Big Butt Road Trip 100%

We were stiff. We were tired. But we were laughing.

Let’s get one thing straight right out of the gate: This is not an article about a Kardashian entourage caravanning through Beverly Hills. big butt road trip

Happy trails—and wider seats.

Spoiler alert: No. But we had a blast trying. It started as a complaint.

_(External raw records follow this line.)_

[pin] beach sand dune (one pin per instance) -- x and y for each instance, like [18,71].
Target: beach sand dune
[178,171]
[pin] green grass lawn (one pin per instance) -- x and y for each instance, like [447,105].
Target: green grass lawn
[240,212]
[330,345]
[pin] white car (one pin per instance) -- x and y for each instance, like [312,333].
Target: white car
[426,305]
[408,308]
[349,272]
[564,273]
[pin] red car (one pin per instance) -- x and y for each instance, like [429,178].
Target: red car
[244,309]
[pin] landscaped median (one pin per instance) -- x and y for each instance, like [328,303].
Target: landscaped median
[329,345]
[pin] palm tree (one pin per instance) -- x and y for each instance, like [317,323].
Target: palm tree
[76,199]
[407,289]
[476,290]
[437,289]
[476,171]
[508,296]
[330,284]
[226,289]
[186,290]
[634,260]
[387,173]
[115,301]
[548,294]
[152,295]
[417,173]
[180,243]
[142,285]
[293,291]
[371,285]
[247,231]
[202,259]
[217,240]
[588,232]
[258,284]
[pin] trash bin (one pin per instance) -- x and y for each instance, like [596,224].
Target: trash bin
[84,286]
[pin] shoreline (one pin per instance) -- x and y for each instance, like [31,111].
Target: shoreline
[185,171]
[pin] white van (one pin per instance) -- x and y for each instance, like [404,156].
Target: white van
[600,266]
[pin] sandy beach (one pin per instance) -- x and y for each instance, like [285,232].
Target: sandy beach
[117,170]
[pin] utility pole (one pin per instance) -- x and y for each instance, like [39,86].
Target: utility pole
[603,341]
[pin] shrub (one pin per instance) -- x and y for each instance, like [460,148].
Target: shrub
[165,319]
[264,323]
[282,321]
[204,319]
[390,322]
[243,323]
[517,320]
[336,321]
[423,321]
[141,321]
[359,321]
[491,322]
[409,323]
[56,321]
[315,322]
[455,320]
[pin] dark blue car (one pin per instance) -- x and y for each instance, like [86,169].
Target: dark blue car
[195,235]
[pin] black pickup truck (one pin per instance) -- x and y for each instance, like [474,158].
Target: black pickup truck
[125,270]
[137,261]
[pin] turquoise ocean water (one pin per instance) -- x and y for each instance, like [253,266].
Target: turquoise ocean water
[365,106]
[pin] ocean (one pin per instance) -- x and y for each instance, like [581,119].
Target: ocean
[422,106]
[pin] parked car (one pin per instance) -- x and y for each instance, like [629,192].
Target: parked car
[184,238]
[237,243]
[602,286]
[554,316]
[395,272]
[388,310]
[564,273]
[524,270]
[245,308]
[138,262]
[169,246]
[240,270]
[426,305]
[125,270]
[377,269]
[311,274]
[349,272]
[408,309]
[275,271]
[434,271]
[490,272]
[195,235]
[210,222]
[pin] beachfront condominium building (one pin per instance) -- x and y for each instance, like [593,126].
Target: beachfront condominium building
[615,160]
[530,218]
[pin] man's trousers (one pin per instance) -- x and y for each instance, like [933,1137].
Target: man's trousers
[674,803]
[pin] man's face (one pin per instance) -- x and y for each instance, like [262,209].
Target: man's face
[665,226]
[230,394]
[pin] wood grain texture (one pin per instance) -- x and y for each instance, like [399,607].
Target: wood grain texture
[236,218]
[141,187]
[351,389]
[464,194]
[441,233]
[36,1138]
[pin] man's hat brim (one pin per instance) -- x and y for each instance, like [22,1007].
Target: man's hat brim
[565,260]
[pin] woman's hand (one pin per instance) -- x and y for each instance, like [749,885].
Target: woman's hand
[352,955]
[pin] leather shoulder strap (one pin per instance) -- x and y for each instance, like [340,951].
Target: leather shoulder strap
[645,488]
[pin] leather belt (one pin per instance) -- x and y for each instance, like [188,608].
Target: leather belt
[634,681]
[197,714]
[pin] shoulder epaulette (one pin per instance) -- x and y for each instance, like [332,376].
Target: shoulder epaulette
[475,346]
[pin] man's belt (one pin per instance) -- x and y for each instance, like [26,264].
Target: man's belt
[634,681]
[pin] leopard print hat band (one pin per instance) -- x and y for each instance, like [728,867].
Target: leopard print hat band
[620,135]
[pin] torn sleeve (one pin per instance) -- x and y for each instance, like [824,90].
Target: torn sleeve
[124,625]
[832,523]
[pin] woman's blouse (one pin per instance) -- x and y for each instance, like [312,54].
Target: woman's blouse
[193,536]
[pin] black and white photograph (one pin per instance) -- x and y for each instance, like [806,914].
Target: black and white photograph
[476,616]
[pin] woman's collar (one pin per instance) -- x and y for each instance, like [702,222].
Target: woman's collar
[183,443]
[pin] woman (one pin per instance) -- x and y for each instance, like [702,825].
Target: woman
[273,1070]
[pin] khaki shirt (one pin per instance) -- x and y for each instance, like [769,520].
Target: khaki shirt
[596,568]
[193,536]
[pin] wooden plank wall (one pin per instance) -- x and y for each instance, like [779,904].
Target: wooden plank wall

My wife, Lisa, slid into the passenger seat of my 2018 Honda Fit and immediately yelped. “These bolsters are digging into my glutes like a pair of angry salad tongs.” We were stiff

There is something deeply bonding about sharing the specific, low-grade misery of not fitting into the world’s default dimensions. We complained. We adjusted. We ate too much. And somewhere around the 800-mile mark, we stopped thinking about our butts and started thinking about the sky, the music, and the asphalt rolling by. Let’s get one thing straight right out of

If you are planning a trip for those with ample behinds, do not listen to the “ergonomic” racing seat people. You want a flat bench, or a couch on wheels. We should have rented a 1970s Cadillac. Instead, we made it work with pillows. The Snack Situation (A Delicate Balance) A road trip requires snacks. But a big butt road trip requires strategy. You cannot eat a whole bag of Cheetos and a gas station hot dog without consequences. The consequence, in a cramped car, is that you become a human space heater.